3 ways organizations can address the cybersecurity skills gap
There's no way to bridge the cybersecurity skills gap overnight, but organizations can start making progress today by doing the following three things:
- Tap into underrepresented communities. Prioritize outreach to women, Hispanic Americans and other overlooked communities. Educate members of these communities on the incredible variety of opportunities in cybersecurity and show them how they can join the workforce. Make sure that your recruitment and hiring practices take diversity into consideration. Consider offering paid internships.
- Build skills primarily in-house instead of by hiring experts. Organizations can tap into a much larger pool of workers if they relax job requirements and instead plan on building cyber skills internally by providing training, education and certification support for new employees to help get them up to speed. Enable new graduates, veterans, people transitioning from other careers, and those with an interest in and aptitude for cybersecurity to learn and grow. College degrees, certifications and several years of experience are simply not necessary for success at most cybersecurity positions.
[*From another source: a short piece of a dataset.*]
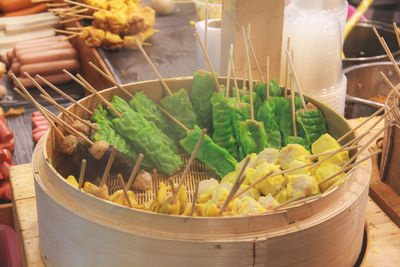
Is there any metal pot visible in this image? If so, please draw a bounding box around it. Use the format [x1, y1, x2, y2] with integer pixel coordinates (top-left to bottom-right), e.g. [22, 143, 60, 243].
[343, 62, 400, 118]
[343, 20, 400, 68]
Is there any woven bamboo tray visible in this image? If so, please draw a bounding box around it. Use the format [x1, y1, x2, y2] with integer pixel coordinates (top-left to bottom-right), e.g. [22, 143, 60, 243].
[33, 78, 371, 266]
- Support your existing talent. Burnout is rampant today at many organizations. Especially when there is such a shortage of skilled people, it's easy for anyone who's unhappy to leave your organization and find a better opportunity elsewhere. However, there are also critical cybersecurity needs that must be met. Here are some strategies for supporting your existing workforce so they'll be less likely to leave:
- Whenever feasible, automate routine tasks -- especially those that are repetitive and boring or high stress. This will help reduce your labor needs and give your employees interesting, lower-stress work to do.
- Consider using managed security services, particularly for off-hours monitoring, analysis and incident response. Small organizations may want to outsource most of their security services altogether to reduce their need for dedicated cybersecurity staff and instead train their IT personnel to also handle occasional cybersecurity tasks.
- For particularly stressful or demanding positions, consider the possibility of job rotation. An example is rotating security operations personnel to a non-operations position after 12 or 18 months. This can help prevent burnout and also allows people to build additional skills, making them more valuable to your organization.
- When your employees are taking time off for vacation, sick leave or otherwise, let them actually be off work. Everyone needs a break from work; expecting employees to keep checking in with work while they're off -- and especially being on call or performing operational support -- is unfair to them and will certainly foster resentment. This may be a major culture change for your staff but it's likely to be well worth it, both for retaining existing staff and for attracting new employees.